Magdeburger Hirnforscher veröffentlichen den bislang umfangreichsten Rohdatensatz zur Verarbeitung von Sprache im Gehirn. Er ist Forschern und der Öffentlichkeit frei zugänglich – und ermöglicht so breite interdisziplinäre Kooperationen.
Forscher, die freiwillig ihre kompletten Rohdatensätze im Internet teilen, bevor sie sie selbst ausgewertet haben? Bis vor einiger Zeit war dies undenkbar, und auch heute noch scheuen viele Wissenschaftler einen allzu freizügigen Datenaustausch, bevor sie ihre Ergebnisse nicht publiziert und damit ihre Reputation in Fachkreisen gestärkt haben. Der Magdeburger Psychologe-Professor Michael Hanke von der Otto-von-Guericke-Universität Magdeburg beschreitet zusammen mit Dr. Jörg Stadler vom Leibniz Institut für Neurobiologie und Kollegen einen anderen Weg: Gemeinsam veröffentlichen sie in der Erstausgabe des Fachmagazins Scientific Data der Nature Publishing Group den bislang umfangreichsten Rohdatensatz zur Verarbeitung von Sprache im Gehirn. Auf der Webseite http://www.studyforrest.org steht er jedem Interessierten frei zur Verfügung.
„Wir haben vom Bundesministerium für Bildung und Forschung Gelder bekommen, um Daten zu erheben.

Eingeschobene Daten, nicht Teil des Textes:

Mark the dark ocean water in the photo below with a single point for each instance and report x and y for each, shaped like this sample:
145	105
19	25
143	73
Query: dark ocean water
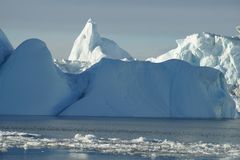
86	138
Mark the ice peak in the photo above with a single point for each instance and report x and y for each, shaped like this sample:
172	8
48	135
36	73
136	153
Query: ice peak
90	21
90	47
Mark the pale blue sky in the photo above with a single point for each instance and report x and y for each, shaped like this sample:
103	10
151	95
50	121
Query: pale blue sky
142	27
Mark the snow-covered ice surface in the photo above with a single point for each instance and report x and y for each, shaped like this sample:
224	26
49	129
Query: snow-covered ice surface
143	89
5	47
30	83
206	49
89	48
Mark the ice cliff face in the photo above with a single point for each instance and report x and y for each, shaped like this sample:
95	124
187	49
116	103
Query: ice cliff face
91	47
5	47
205	49
143	89
30	83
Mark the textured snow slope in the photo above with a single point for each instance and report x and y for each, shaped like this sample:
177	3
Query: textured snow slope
220	52
90	47
5	47
30	83
143	89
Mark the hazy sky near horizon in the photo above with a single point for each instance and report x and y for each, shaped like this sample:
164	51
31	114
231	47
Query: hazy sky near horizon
144	28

Jetzt sehen wir uns in der Pflicht, die Wertschöpfung aus den Untersuchungen für die Gesellschaft zu maximieren“, erklärt Hanke, dessen Projekt im Rahmen einer Deutsch-US-amerikanischen Kooperation innerhalb des Bernstein Netzwerks Computational Neuroscience finanziert wurde. Fachliche Anerkennung bekommen die Hirnforscher nun durch die Zitate in den Fachartikeln, die auf seinem Rohdatensatz basieren.
Die als Open Science bekannte Herangehensweise hat den Vorteil, dass sie den Fortschritt in der Wissenschaft beschleunigt: Konkurrierende Forschungslabore können zeitgleich an einem Thema arbeiten, ohne sich gegenseitig durch Zurückhaltung bei der Datenherausgabe auszubremsen. Auch müssen Wissenschaftler bei Anfragen – die zum Teil Jahre nach der Erstveröffentlichung gestellt werden – nicht mehr mühsam die damalige Erhebung rekonstruieren: Die Rohdaten sind bereits für eine gemeinsame Nutzung aufbereitet worden. Das spart Zeit und Kosten, die zugunsten weiteren Erkenntnisgewinns eingesetzt werden können.

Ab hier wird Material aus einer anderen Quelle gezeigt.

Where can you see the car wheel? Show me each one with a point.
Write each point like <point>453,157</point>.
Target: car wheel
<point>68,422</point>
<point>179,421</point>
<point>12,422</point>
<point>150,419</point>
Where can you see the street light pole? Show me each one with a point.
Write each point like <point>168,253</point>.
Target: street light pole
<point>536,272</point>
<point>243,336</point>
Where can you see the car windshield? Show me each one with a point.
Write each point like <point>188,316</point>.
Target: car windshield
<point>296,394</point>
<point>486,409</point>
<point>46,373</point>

Bei dem aktuell veröffentlichten Magdeburger Datensatz geht es um die Verarbeitung von akustischen Reizen. In der Studie hörten sich Versuchspersonen eine Hörfilmversion des Klassikers Forrest Gump an, während mittels funktioneller Magnetresonanztomographie (fMRT) ihre Hirnaktivität bei der Verarbeitung von Sprache, Musik, Emotionen, Erinnerungen und bildlicher Vorstellungen gemessen wurde. Der Datensatz spiegelt damit nicht nur eine isolierte Hirnfunktion wider, sondern reflektiert die tatsächliche Komplexität des Informationsstroms bei alltäglichen Hörerfahrungen. Neben den gesamten fMRT-Daten stellen die Wissenschaftler umfassende anatomische Beschreibungen der Gehirne aller Versuchsteilnehmer zur Verfügung, ebenso wie Messwerte über Atmung und Herzschlag. Sie zeigen an welchen Stellen des Films der Zuhörer aufgeregter oder entspannter war.
Um solche interdisziplinären Forschungsprojekte zu fördern, hat das Magdeburger Center for Behavioral Brain Sciences ein Preisgeld von 5000 Euro für die beste Nutzung des veröffentlichten Datensatzes ausgelobt.